In 2011, his writings about music were compiled into the book, A Singer's Notebook. It has a truly wonderful short essay on Bob Dylan. He chides classical singer to learn a thing or two from Dylan's colored singing style.
Generally, I couldn't care less about lieder. When I got this book I didn't immediately think, "Let's go put on some Schubert." I bought the book because Bostridge's writing is always interesting, in fact, for me it is more interesting than his singing (again, only because I never thought much about lieder, but I do love his Noel Coward!).
At first glance, this is a book that makes bibliophiles drool. It is printed on heavy paper, beautifully bound, interspersed with photos,and set in a lovely Fournier font. The book is five hundred pages of Bostridge's obsession with Schubert's song cycle, Winter Journey. He has been performing the songs for thirty years. He writes,
"My own way to Winter Journey was eased by great teaching and by personal idiosyncrasy."As a lover of the personal idiosyncratic, I was hooked. Bostridge admits that lieder is a niche calling in the niche of classical music, so why write it?

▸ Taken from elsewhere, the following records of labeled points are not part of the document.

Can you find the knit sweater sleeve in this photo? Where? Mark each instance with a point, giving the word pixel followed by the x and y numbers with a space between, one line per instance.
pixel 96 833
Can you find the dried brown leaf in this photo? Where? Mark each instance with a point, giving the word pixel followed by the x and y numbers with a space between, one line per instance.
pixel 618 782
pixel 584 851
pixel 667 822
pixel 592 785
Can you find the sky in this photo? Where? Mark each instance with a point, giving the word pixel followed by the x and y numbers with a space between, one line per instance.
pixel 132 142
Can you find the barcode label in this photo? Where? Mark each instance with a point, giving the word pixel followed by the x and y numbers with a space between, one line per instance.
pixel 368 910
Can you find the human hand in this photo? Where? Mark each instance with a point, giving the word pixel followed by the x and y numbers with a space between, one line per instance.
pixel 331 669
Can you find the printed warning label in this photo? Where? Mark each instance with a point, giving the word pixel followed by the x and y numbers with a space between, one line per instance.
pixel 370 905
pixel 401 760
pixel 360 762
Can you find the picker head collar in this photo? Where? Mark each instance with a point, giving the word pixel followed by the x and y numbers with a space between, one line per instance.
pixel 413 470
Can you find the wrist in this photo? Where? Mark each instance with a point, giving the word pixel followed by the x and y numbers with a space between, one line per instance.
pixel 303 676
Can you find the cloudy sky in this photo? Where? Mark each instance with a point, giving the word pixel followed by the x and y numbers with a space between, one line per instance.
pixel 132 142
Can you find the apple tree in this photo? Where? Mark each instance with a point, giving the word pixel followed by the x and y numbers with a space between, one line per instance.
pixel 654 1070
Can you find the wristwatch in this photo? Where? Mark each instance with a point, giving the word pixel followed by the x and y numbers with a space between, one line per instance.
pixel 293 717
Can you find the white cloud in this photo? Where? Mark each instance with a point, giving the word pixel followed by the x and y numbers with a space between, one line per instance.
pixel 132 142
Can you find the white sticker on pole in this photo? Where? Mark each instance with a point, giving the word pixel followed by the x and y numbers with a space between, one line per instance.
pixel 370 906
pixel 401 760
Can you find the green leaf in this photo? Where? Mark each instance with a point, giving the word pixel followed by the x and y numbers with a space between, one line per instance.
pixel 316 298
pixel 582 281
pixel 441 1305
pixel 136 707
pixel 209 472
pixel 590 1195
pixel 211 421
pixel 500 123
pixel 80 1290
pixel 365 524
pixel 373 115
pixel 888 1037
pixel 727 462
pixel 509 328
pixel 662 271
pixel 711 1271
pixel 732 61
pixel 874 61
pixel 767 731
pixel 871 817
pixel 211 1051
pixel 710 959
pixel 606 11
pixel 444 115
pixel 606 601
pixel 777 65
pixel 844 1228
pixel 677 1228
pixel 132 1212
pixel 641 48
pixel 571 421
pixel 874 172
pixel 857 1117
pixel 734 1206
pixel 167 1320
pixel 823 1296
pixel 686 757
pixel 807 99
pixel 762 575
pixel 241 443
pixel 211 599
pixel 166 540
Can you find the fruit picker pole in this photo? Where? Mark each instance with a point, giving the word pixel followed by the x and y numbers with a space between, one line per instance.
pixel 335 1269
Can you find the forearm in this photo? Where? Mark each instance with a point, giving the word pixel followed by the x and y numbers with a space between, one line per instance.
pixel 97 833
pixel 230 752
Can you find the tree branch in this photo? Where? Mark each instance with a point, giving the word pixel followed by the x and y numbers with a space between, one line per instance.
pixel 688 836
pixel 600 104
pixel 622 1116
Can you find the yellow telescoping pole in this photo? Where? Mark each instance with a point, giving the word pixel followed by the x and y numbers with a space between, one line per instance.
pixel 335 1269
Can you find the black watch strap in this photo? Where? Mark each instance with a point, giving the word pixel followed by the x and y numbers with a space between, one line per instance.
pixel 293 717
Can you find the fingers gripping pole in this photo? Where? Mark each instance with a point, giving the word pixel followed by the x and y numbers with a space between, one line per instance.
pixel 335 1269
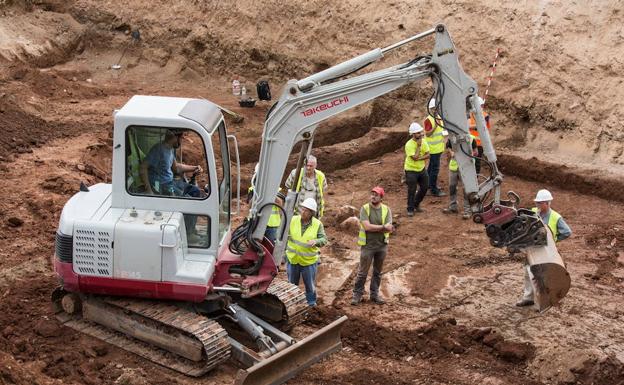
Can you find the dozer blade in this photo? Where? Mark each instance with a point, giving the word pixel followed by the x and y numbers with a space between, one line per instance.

"In this book I want to use each song as a platform for exploring the origins; setting the piece in its historical context, but also finding new and unexpected connections, both contemporary and long dead -- literary, visual, psychological, scientific, and political.... By gathering such a disparate mass of material I hope to illuminate, to explain, to deepen our common response: to intensify their experience of those who already know the piece, and to reach out to those who have never heard it or heard of it."
While I don't love lieder, I do love art and poetry and music and history. Bostridge's lyrical writing on what drives an artist is sublime. With all its beauty, this is an obsessive, intense, and often obtuse journey into the mind of an artist's obsession. Be forewarned, but do not be discouraged.